Vibecheck Phase 2
Aufgrund der technischen Terminologie ist der Projektplan in Englisch verfasst.
Status Quo
Motius successfully completed a Proof of Concept (as of August 2025) of the Vibecheck acoustic end-of-line testing.
- Structure-borne sound microphone: Capture of sound signals during ~20s dynamic test profile (two directions & two speeds, 4-5s each)
- ML algorithm: Optimized classification through extended datasets and augmentation
- Test sequence: Dynamic profile with forward/backward rotation at various RPM, integrated into LabVIEW & TestStand
- Simple User Interface: Workers can confirm / correct results, with a simple green/red display in LabVIEW
- Data processing: .wav (10s samples) → Log-Mel spectrograms (up to 8kHz) → CNN/Autoencoder
- K series gearbox: PoC was validated on K series helical-bevel gear motors
Based on 650+ experiments, as of August 2025, we achieved a reliable OK/Not OK classification with >90% accuracy (Confusion Matrix validated).
Defect Types
| Classification | Description | Frequency |
|---|---|---|
| OK | No audible damage | 90.29% |
| Ticks | Gear damage, scratches on tooth surfaces | 4.05% |
| General noise | Bearing damage, dirt in the gearbox | 5.66% |
- Input: .wav recordings from 20s dynamic motor test sequences
- Preprocessing: 5s sample extraction with overlap
- Feature Extraction: Log-Mel spectrograms (max frequency: 8kHz)
- Normalization: Per-sample spectrogram normalization
- Time-Frequency Representation: Horizontal time axis, vertical frequency axis
Dataset Characteristics
| Category | Count | Percentage | Notes |
|---|---|---|---|
| Valid Experiments | 577 | 76.63% | Clean, properly labeled data |
| Microphone Issues | 122 | 16.20% | RMS threshold filtering |
| Mislabeled Cases | 54 | 7.17% | Manual expert correction |
The comparatively low percentage of valid experiments points to a need for automation.

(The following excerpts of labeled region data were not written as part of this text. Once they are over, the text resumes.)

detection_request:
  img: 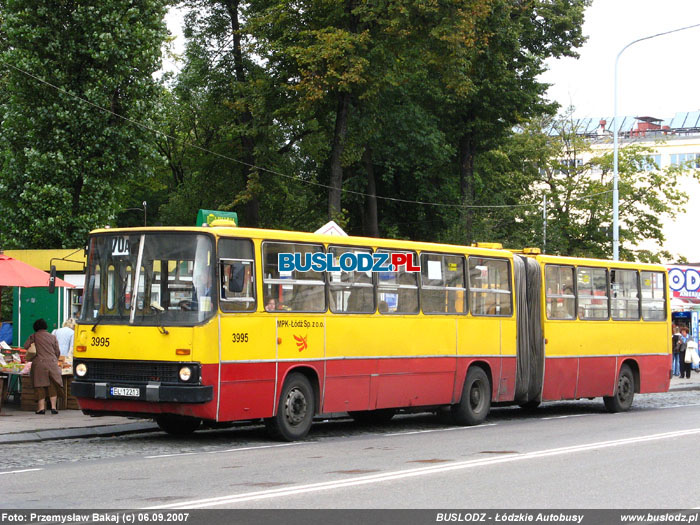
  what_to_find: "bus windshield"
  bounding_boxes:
[80,232,218,326]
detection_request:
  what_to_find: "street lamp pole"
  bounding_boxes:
[613,24,700,261]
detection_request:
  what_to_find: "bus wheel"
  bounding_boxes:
[348,408,396,424]
[603,365,634,413]
[156,415,202,436]
[452,366,491,425]
[265,373,315,441]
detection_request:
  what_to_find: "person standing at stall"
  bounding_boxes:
[53,317,75,356]
[24,319,63,414]
[680,326,692,379]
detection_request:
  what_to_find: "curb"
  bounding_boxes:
[0,423,159,445]
[668,385,700,392]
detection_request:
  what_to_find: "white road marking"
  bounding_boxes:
[657,403,700,410]
[0,468,44,474]
[540,414,595,421]
[386,423,496,436]
[144,441,315,459]
[146,428,700,509]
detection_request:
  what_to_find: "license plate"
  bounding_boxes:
[110,386,141,397]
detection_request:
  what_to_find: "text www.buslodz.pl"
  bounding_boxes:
[277,252,420,272]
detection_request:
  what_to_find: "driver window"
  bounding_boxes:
[219,239,255,312]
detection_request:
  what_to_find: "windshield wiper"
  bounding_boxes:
[151,301,170,335]
[90,315,105,332]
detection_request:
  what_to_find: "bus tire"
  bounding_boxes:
[155,414,202,436]
[603,365,634,413]
[452,366,491,425]
[348,408,396,424]
[265,373,315,441]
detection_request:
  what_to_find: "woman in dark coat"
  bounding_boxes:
[24,319,63,414]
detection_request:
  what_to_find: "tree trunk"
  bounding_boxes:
[362,146,379,237]
[223,0,260,228]
[328,93,350,219]
[459,135,474,245]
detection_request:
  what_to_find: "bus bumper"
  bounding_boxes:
[70,380,214,403]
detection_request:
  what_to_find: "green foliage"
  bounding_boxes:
[0,0,167,248]
[482,109,687,262]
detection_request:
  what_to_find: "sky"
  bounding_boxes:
[541,0,700,118]
[164,0,700,262]
[541,0,700,262]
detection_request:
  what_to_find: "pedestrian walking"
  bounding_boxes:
[679,326,693,379]
[671,324,681,377]
[53,317,75,357]
[24,319,63,414]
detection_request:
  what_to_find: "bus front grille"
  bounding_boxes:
[81,359,182,383]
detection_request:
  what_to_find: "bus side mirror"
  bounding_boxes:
[49,264,56,293]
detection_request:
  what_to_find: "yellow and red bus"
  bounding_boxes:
[71,222,671,440]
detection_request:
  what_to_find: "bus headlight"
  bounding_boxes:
[180,366,192,381]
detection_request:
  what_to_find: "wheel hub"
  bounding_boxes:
[284,388,307,425]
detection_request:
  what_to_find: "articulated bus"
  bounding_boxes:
[71,221,671,440]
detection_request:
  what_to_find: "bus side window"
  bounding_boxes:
[610,269,639,321]
[262,241,326,312]
[328,246,374,313]
[641,272,666,321]
[420,253,467,314]
[544,264,576,319]
[467,255,513,317]
[576,266,609,319]
[377,250,418,314]
[219,239,256,312]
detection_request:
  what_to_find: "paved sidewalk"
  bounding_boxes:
[0,403,158,445]
[0,372,700,444]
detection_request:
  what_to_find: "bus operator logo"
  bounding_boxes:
[277,252,420,272]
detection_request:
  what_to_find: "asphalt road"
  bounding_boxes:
[0,392,700,509]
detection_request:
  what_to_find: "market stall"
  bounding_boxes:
[0,253,77,411]
[0,348,78,411]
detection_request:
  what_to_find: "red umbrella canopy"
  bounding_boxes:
[0,255,75,288]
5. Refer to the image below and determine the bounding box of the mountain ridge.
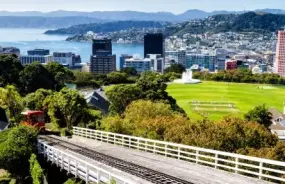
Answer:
[0,8,285,21]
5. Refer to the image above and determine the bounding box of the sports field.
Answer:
[167,82,285,120]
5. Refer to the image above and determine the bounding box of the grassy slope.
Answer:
[167,82,285,120]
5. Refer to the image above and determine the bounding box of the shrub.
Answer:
[29,154,43,184]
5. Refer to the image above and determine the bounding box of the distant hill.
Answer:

| Defect vs. Normal | Count | Percentage | Notes |
|---|---|---|---|
| Defect | 56 | 9.71% | Limits the data that can be used |
| Normal | 521 | 90.29% |
The model training required a balanced dataset, which means that roughly the same amount of defect samples should be used.
| Training Set | Count | Percentage | Notes |
|---|---|---|---|
| Defect Samples Used | 67 | 50.38% | All valid defect experiments |
| Normal Samples Used | 66 | 49.62% | Similar number of samples for balance |
Performance Metrics on Test Set
Performance metrics are only calculated for valid experiments:
- Sensitivity (Recall): ~89-94% - Critical for catching defects
- Specificity: ~81-100% - Important to minimize false alarms
- F1-Score: ~84-97% - Balanced performance indicator
Current IT Integration
- Connectivity & Deployment: Direct network connection to backend running in Motius AWS infrastructure
- Test bench integration: Custom Python module is called in the test process
- UI: Labelling interface, display of results with green/red status, allow marking experiments as irrelevant, and highlight important information (such as spectrograms that lead to not-OK classifications)
- Workflow:
- 20s total data recording time, ~30s in total (including processing times)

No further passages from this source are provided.